A curve is a line that joins two or more points. If only two points are involved, the line would join them but the line is not straight. If there are three points A, B, and C, the line would start on the first point A, cross the second point B, and stop at the last point C. If more than three points are involved, the line would start on the first, cross the second, cross the third and each line before stopping on the last. The points of a curve don't have to be aligned.
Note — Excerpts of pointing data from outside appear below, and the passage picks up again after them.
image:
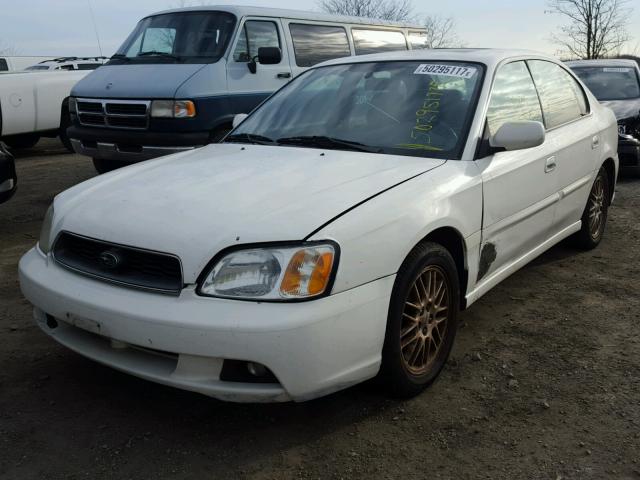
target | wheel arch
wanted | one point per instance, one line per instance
(451, 239)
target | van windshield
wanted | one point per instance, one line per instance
(181, 37)
(403, 108)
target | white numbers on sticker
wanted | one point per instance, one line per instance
(445, 70)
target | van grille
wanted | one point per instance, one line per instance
(128, 266)
(126, 114)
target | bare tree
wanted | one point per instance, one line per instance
(595, 28)
(441, 32)
(394, 10)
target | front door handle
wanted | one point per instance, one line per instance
(550, 165)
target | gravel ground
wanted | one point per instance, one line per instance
(543, 383)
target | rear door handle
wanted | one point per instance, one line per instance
(550, 165)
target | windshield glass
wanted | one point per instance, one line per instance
(184, 37)
(406, 108)
(610, 83)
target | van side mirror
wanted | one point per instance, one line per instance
(238, 119)
(8, 177)
(266, 56)
(518, 135)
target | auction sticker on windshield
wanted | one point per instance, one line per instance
(445, 70)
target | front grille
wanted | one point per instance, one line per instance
(130, 266)
(126, 114)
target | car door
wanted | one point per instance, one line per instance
(256, 33)
(574, 132)
(519, 187)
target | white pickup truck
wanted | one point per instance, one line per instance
(34, 105)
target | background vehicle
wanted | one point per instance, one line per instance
(181, 76)
(616, 84)
(17, 63)
(34, 105)
(335, 233)
(8, 177)
(69, 63)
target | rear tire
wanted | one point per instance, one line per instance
(422, 321)
(594, 217)
(18, 142)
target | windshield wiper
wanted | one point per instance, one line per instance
(249, 138)
(158, 54)
(328, 142)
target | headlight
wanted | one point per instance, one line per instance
(173, 109)
(45, 233)
(278, 273)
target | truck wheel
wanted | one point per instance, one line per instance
(26, 140)
(104, 166)
(422, 321)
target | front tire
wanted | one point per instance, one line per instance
(422, 321)
(594, 217)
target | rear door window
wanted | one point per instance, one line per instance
(513, 97)
(562, 98)
(316, 43)
(255, 34)
(375, 41)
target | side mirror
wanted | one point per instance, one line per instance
(8, 177)
(266, 56)
(238, 119)
(518, 135)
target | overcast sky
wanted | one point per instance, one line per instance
(64, 27)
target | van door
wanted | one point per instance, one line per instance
(252, 88)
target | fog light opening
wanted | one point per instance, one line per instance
(51, 322)
(257, 369)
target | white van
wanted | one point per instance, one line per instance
(179, 79)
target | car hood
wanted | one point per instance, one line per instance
(135, 80)
(195, 204)
(624, 108)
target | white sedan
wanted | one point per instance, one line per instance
(336, 232)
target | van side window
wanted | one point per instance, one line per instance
(316, 43)
(255, 34)
(513, 98)
(375, 41)
(560, 100)
(417, 40)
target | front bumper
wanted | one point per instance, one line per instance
(313, 348)
(131, 146)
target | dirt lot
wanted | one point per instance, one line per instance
(544, 382)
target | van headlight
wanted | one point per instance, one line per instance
(173, 109)
(45, 232)
(278, 273)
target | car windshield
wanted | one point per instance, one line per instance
(185, 37)
(610, 83)
(406, 108)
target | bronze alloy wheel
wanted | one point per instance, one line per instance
(597, 208)
(424, 320)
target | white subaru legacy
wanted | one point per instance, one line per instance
(335, 233)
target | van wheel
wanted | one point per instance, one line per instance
(594, 217)
(26, 140)
(422, 321)
(104, 166)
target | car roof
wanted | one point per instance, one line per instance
(605, 62)
(241, 11)
(487, 56)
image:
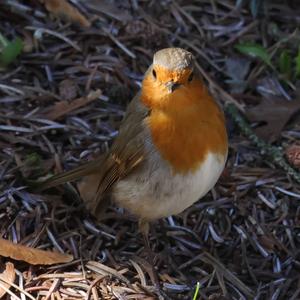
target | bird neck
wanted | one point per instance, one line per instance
(185, 125)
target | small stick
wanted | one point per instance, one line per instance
(273, 152)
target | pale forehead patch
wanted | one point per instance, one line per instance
(173, 58)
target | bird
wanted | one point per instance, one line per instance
(170, 150)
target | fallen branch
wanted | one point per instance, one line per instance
(273, 152)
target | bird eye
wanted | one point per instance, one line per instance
(154, 73)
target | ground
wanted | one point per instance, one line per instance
(62, 100)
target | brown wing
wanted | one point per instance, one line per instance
(126, 153)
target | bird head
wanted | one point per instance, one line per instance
(170, 76)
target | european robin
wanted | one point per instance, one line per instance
(170, 151)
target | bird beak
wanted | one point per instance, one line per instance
(172, 86)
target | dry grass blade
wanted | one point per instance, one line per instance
(62, 108)
(62, 8)
(32, 255)
(7, 277)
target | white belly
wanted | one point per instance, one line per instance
(155, 192)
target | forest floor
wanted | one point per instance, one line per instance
(61, 102)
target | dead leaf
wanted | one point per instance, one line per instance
(63, 9)
(274, 114)
(237, 69)
(68, 89)
(110, 8)
(7, 277)
(31, 255)
(62, 108)
(293, 155)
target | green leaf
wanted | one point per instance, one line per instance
(297, 59)
(285, 63)
(256, 51)
(10, 50)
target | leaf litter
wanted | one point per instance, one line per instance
(240, 241)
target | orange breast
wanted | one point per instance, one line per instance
(185, 125)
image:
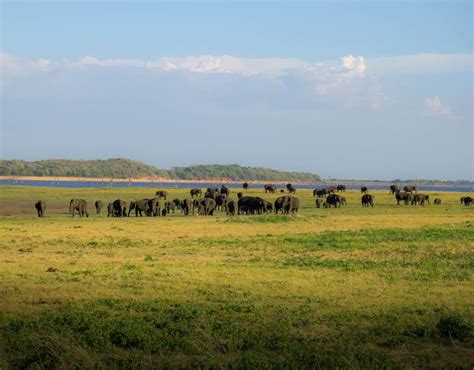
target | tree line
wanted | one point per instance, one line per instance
(121, 168)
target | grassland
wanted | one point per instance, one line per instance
(384, 287)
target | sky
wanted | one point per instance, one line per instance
(344, 89)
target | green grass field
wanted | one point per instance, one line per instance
(383, 287)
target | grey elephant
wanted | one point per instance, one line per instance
(79, 205)
(207, 206)
(98, 206)
(140, 206)
(367, 200)
(270, 188)
(120, 208)
(40, 207)
(195, 192)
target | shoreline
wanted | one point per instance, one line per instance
(213, 181)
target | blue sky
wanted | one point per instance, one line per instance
(343, 89)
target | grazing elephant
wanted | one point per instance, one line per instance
(161, 194)
(140, 206)
(394, 189)
(291, 205)
(110, 210)
(467, 201)
(170, 206)
(40, 207)
(230, 207)
(333, 200)
(195, 192)
(291, 189)
(220, 201)
(207, 206)
(320, 193)
(406, 197)
(270, 188)
(98, 206)
(420, 199)
(186, 206)
(267, 206)
(331, 189)
(367, 200)
(120, 208)
(225, 190)
(409, 189)
(79, 205)
(178, 203)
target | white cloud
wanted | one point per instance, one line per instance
(436, 108)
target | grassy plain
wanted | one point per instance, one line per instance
(383, 287)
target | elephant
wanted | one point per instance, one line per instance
(140, 206)
(394, 189)
(98, 206)
(267, 206)
(406, 197)
(220, 201)
(79, 205)
(40, 208)
(333, 200)
(409, 188)
(154, 207)
(367, 200)
(186, 206)
(110, 210)
(250, 205)
(270, 188)
(161, 194)
(331, 189)
(225, 190)
(207, 206)
(120, 208)
(230, 207)
(467, 201)
(195, 192)
(291, 189)
(170, 206)
(320, 193)
(420, 199)
(291, 205)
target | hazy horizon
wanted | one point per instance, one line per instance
(345, 90)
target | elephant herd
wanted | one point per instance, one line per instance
(218, 199)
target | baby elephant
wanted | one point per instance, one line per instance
(40, 207)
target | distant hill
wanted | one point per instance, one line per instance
(121, 168)
(236, 173)
(109, 168)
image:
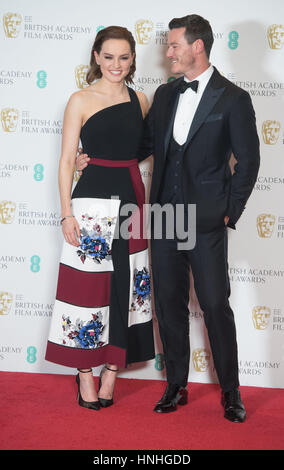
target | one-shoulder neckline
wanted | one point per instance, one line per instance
(109, 107)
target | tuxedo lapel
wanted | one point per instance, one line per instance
(211, 95)
(170, 113)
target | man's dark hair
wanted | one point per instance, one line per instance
(196, 28)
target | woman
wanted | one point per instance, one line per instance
(102, 312)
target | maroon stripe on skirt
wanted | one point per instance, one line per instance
(85, 358)
(83, 288)
(113, 163)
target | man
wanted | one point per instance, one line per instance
(193, 126)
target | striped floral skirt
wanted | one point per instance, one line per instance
(102, 311)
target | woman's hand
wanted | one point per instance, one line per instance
(71, 229)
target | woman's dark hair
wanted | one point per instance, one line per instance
(112, 32)
(196, 28)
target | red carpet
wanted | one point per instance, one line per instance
(39, 411)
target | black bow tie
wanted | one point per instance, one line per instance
(185, 85)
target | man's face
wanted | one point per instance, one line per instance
(180, 53)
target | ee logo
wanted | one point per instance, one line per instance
(35, 263)
(31, 354)
(41, 79)
(38, 172)
(233, 40)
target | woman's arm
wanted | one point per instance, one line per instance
(72, 124)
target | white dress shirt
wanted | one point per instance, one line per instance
(187, 106)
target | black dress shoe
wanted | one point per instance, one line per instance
(173, 396)
(233, 406)
(92, 405)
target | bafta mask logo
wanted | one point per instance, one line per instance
(9, 119)
(265, 225)
(260, 317)
(12, 24)
(270, 132)
(275, 35)
(7, 212)
(6, 300)
(143, 31)
(80, 75)
(200, 358)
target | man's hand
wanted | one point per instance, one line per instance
(82, 161)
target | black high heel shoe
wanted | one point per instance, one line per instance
(105, 402)
(92, 405)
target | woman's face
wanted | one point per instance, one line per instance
(115, 59)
The whole idea of drawing a curve is to have a non-straight line that joins different non-aligned points. This can be illustrated with the following three curves labeled C1, C2, and C3:

The first curve, C1, includes only two points. The second, C2, includes three points. The third, C3, includes four points.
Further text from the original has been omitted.